Carl (not his real name) wore his hair down to his shoulders causing him to stand out among his classmates. His hair was neat and clean, light brown, almost blondish, and longer than most of the boys. The length of his hair became a topic of conversation among some students because it was unusual and unique for this school.
For Carl, the process of getting acclimated to life away from the reservation, in a public education system, was more difficult than it was for other students. For example, he had some difficulty answering questions required on our school enrollment form. One of our female counselors stepped in to help him complete his form. According to the counselor, Carl seemed to balk when responding to questions regarding his family. Finally, he told the counselor that he was not sure who his mother was. He explained that he had moved to Topeka to live with his grandmother who lived in town and near our middle school.
His fellow students were curious about him. He seemed like a misfit and far different from all the other students. There was no question, Carl sparked a great deal of intrigue among his fellow classmates and a host of the staff members as well.
One of the things that made him stand out certainly was his chronic inability to arrive at school on time. Carl often missed his bus and walked to school. Unfortunately, he routinely received tardy passes from one of the counselors, me, or one of the other administrators. And Tardy slips usually resulted in after-school detention.
It seemed that no matter what Carl did, he was either tardy or showed up late to school intentionally. Some of the adults in the school surmised his tardiness was an effort to demonstrate his disdain for his new life, dictated by time, and the strict nature of abiding by a clock, or because he saw no purpose in living by the clock whatsoever.
But I had a far different, more optimistic and understanding belief about his lateness. I came to believe that Carl was routinely tardy because he took the time to enjoy his surroundings; he was confident in who he was and seemed to treasure the lessons of the outdoors and nature much more than the lessons found in books, crowded hallways, flirting with girls or junior-high pranks.

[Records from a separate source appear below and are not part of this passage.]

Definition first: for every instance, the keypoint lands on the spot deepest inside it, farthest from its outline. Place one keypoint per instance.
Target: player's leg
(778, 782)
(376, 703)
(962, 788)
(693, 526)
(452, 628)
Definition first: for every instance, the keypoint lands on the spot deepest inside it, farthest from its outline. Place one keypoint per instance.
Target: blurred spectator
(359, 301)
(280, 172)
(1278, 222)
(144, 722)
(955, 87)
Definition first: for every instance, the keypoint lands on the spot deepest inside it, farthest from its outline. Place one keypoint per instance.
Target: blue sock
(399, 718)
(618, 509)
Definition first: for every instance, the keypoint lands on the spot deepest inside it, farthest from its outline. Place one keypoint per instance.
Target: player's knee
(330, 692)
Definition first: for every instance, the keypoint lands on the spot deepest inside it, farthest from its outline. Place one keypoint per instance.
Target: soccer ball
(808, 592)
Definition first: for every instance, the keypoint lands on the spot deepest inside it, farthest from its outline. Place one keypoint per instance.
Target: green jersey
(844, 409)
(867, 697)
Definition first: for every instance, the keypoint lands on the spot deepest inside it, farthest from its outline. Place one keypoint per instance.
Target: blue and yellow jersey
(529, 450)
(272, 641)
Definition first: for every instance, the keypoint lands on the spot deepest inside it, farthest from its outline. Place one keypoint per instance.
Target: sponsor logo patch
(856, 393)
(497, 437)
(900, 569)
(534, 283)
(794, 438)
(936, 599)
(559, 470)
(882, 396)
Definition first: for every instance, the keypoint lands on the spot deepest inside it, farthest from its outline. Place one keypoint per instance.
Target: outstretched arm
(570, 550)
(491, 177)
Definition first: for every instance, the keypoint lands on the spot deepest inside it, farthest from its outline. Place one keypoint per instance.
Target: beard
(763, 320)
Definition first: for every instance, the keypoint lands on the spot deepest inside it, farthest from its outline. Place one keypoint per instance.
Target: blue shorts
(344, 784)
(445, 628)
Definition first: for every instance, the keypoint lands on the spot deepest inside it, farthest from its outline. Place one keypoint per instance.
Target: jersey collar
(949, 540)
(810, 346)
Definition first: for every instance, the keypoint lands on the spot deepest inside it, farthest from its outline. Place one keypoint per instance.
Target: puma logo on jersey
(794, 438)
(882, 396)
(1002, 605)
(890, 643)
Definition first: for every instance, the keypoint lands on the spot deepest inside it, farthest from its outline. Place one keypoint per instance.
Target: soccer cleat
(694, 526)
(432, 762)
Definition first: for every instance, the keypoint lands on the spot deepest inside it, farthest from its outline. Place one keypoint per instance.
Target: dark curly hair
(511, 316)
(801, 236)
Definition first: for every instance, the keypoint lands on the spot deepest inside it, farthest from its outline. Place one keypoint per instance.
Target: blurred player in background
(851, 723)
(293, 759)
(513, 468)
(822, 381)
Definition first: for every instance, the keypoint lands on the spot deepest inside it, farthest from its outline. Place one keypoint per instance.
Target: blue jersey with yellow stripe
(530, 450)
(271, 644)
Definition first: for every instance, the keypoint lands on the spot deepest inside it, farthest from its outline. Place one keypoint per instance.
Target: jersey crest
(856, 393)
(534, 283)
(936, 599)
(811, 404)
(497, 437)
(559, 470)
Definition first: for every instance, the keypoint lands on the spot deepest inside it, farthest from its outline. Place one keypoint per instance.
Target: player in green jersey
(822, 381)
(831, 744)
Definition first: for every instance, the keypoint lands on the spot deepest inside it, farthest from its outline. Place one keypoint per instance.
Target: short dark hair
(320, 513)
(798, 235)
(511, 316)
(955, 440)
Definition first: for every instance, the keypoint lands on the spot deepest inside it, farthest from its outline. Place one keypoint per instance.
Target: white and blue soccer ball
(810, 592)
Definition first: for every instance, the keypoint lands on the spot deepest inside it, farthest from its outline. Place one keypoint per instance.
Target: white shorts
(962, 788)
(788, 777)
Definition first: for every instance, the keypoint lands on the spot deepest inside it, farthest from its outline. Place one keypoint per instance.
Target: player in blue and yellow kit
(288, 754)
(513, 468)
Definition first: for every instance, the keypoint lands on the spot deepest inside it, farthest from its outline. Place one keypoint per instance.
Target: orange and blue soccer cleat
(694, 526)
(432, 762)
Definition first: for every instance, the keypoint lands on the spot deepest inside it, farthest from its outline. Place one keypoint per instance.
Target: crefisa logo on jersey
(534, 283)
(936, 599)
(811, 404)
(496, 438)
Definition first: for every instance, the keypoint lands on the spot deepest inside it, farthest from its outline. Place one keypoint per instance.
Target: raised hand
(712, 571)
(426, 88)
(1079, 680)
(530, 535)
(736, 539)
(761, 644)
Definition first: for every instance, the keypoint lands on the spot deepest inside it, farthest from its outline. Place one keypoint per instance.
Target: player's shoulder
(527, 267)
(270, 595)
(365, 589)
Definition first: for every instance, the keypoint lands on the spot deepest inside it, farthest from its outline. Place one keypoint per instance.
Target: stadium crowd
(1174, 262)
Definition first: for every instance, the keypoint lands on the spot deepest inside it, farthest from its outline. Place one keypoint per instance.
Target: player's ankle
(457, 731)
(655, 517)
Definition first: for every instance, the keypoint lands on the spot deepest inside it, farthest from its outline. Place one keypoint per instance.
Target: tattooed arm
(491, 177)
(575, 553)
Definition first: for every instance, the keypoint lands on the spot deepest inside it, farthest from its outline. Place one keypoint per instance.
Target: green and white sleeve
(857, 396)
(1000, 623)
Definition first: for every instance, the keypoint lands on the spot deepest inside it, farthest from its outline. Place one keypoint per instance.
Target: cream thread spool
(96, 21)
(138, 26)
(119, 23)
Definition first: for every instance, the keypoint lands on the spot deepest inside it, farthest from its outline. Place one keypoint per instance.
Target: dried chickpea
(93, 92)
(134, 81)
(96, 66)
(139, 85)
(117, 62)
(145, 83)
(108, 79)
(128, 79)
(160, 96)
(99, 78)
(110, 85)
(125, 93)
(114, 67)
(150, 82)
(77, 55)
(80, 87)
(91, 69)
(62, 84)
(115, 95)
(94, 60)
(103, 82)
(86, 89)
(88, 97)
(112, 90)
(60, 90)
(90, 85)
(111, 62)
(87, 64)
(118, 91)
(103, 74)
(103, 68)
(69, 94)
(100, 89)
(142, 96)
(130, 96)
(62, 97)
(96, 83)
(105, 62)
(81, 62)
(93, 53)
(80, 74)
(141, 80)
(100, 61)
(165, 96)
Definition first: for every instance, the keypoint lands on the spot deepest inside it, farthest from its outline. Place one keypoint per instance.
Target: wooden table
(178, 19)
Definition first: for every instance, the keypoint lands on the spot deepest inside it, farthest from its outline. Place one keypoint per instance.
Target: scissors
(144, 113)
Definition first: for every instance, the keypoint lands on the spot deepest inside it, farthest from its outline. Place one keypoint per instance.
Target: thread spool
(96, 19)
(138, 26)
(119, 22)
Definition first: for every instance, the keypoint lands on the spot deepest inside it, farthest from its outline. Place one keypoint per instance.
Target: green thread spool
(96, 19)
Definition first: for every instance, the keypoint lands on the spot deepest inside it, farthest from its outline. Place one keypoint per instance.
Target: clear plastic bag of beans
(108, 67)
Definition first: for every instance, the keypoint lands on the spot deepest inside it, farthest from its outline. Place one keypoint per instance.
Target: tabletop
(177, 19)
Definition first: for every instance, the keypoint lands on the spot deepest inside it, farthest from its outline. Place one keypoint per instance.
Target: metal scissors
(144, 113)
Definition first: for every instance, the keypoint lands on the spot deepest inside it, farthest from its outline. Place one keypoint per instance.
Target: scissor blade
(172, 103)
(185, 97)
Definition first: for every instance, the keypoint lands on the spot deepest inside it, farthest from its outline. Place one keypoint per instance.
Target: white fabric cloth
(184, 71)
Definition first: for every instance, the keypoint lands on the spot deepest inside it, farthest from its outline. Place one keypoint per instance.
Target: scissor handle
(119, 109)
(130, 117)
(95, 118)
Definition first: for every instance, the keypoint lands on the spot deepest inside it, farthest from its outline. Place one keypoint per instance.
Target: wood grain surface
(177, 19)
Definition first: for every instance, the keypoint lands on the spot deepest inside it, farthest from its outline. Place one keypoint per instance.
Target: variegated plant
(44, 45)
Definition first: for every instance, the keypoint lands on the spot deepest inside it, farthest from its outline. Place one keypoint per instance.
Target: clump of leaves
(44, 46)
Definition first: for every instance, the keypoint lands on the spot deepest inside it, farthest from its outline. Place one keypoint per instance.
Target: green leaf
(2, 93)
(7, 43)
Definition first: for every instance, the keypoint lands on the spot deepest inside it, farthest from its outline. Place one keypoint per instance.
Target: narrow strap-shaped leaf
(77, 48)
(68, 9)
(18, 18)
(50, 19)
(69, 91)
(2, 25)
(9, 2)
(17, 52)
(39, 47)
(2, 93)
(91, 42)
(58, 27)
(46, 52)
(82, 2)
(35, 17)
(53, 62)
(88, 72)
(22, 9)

To other students, Carl seemed like a loner and a boy with no friends, but I always thought of Carl as an independent boy, quiet, not boisterous and very observant. Something about him spoke to me. It was as if he heard the beat of his own drummer; he hummed his own distinct tune.
Something about Carl also called to my better angels. I was sure Carl would grow into a man who knew who he was, and what he and his community stood for. In my soul, I believed that he would be a man who honored nature, respected his peers and family, and lived a good life.
When Carl was old enough, he left the public school system, went back to the reservation and I never heard from him again. But I was grateful to have known Carl. His experience in a school system makes me wonder about some questions. What if adults would step back a bit and allow our young people to explore their world more? Would more kids truly discover what they would like to do with their lives?
The rigidity and boundaries of a public school system never were going to work well for a boy like Carl. What if we had been able to offer him more ways to express his creativity? His love for nature? Would he have been able to connect with his fellow students and educators in a more profound way?
If adults in schools, at home and in our communities are true examples of success, they will give more space for the creativity of our children and let people like Carl thrive in the special ways in which they need to learn. If that were to happen more, I believe that we would have happier, smarter and healthier generations of young people.